Heard in Montreal, Wednesday, 11 December 1996


VIA Rail Canada Inc.


United Transportation Union

ex parte


Interpretation of article 12.1 NOTE: (a) of collective agreement 12 and article H of Justice Mackenzie’s award.


On December 19, 1995, the Union advised the Corporation that under the provisions of the Mackenzie Award article H and the provisions of article 12 of agreement 12, it was the Union’s interpretation that the VIA 1 coach came under the direction and responsibility of the conductor and therefore was a working coach. The union requested that the Corporation include the VIA 1 coach when determining the minimum crew size.

The Corporation responded to the Union on January 16, 1996, disagreeing with the Union’s interpretation.

FOR THE Union:

(SGD.) M. P. Gregotski

General Chairman

There appeared on behalf of the Corporation:

E. J. Houlihan – Senior Officer, Labour Contracts, Montreal

J. C. Grenier – Labour Relations Officer (ret’d), Montreal

B. E. Woods – Director, Labour Relations, Montreal

And on behalf of the Union:

G. Bird – Vice-General Chairman, Montreal

R. Skilton – Local Chairman,



The material before the Arbitrator confirms that from the inception of the VIA 1 coach, in 1984, because of the burden handled by the on-board service staff with respect to collecting transportation, entraining and detraining passengers, handling baggage and providing meal and beverage service, the VIA 1 coach has not been treated as a working coach for the purposes of assigning crew consists of conductors and assistant conductors. Moreover, it appears to be common ground that the issue of the definition of a "working coach" was not one which was put into dispute before Mr. Justice Mackenzie for the purposes of his interest arbitration award. In the result, although article E of the award made certain adjustments in respect of consists of crews, it did not bring any new definition to bear with respect to the long established concept of "working coaches". Further, although article H of the award provides a "scope rule" with respect to the general duties of conductors and assistant conductors, there is again nothing within the language of those rules which generally departs from the pre-existing Corporation directives with respect to the duties and responsibilities of conductors and assistant conductors. Most significantly, there is nothing within that rule which would support the argument of the Union that there has been a change in the definition of a working coach, so that the VIA 1 coach, which provides club car service, is now to be considered as a working coach for the purposes of paragraph E of the Mackenzie award.
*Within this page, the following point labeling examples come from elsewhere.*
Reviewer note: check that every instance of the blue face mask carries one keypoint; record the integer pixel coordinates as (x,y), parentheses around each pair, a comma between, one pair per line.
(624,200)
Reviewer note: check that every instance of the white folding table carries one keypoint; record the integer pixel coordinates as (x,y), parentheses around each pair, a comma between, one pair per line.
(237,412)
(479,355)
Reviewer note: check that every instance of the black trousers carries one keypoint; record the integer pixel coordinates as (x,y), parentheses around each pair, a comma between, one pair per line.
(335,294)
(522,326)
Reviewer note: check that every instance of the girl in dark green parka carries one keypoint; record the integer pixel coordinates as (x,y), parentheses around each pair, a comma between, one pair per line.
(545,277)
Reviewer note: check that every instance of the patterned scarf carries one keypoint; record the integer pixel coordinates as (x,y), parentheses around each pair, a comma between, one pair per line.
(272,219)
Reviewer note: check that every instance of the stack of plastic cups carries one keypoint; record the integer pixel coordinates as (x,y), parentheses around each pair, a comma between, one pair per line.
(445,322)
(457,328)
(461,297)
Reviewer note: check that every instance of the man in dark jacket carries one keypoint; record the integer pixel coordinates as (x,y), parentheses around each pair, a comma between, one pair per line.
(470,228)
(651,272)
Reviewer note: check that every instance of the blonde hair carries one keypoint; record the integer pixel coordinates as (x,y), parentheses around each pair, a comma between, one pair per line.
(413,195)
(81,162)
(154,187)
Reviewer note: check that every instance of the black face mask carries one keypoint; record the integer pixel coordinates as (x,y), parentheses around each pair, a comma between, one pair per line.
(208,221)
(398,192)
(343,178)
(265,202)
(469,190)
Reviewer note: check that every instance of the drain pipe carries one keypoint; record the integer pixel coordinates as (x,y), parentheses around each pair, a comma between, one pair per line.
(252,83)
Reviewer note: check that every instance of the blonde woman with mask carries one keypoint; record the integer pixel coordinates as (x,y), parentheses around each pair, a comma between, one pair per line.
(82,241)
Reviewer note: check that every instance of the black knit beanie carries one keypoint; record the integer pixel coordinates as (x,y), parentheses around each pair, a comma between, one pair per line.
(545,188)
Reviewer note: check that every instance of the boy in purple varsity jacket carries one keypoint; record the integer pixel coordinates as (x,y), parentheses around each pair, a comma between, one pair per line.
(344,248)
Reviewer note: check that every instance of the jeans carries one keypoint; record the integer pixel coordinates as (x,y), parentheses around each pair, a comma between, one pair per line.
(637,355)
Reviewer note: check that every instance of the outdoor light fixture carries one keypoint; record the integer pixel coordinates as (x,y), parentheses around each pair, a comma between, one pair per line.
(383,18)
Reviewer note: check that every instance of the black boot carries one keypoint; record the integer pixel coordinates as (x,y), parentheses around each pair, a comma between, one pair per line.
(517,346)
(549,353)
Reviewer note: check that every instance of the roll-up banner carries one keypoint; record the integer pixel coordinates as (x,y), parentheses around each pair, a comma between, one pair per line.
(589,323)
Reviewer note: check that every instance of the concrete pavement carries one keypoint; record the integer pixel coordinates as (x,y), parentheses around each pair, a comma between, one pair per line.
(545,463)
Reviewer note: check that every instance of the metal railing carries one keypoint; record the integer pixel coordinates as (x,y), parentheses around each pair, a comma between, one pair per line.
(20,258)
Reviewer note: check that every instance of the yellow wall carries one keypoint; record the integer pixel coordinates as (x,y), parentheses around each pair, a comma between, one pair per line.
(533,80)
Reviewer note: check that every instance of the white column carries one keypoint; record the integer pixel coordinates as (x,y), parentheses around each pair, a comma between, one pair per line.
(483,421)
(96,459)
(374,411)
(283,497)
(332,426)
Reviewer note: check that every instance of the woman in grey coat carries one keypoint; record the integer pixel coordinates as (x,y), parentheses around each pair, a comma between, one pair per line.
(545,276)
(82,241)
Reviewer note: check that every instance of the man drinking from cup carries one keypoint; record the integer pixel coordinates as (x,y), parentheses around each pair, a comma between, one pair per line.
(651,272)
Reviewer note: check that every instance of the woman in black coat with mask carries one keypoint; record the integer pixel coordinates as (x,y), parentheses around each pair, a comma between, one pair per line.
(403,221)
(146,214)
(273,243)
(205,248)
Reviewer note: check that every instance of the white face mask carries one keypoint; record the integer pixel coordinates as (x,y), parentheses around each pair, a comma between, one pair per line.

Specifically, article 12 of the collective agreement provides the following definition of a working coach, as it appears in the NOTE to article 12.1, which governs consists of crews:

NOTE: In the application of this article 12.1:

(a) A working coach is defined as an in-service passenger car which comes under the responsibility of the conductor for the collection of transportation, limited to the following passenger cars or to other passenger equipment, which is designated or placed in service on a tour of duty basis to perform the function of:

(i) day coaches;

(ii) day-nighters;

(iii) café-coach lounge cars; and/or

(iv) snack coaches

It is clear to the Arbitrator that the VIA 1 coach cannot qualify as any of the four enumerated types of coaches defined within the collective agreement as working coaches. Nor can I find that the occasional moving of passengers from those coaches into VIA 1 coaches, on occasions of overbooking, can be said to change the essential nature of the VIA 1 coach. Adjustments of that kind have, as indicated by the Corporation, apparently been made for many years without a claim on the part of the Union that the VIA 1 coach becomes a working coach by reason of transfer or upgrading of passengers into VIA 1 from other classes of coaches, for whatever reason.

The definition of working coaches for the purposes of establishing crew consists is obviously a matter of cardinal importance to the parties, as it is a substantial cost item in the administration of their collective agreement, and a significant provision for determining the volume of work available to the Union’s members. In the Arbitrator’s view a significant or material change in an issue so crucial must be the subject of clearly articulated bargaining between the parties, with a commensurate change in the language of their agreement by mutual consent, or alternatively be implemented by clear and unequivocal language handed down by a board of interest arbitration. Neither of those alternatives is reflected in the material before me. On the contrary, it is obvious that the parties did not themselves negotiate any change in the status of the VIA 1 coach, nor did Mr. Justice Mackenzie make any alteration in respect of the designation of working coaches. That is plainly reflected in paragraph E of his award, which makes no material change in that regard to article 12 of the collective agreement, including the NOTE which provides a clear and unchanged definition of a working coach.

For all of the foregoing reasons the grievance must be dismissed.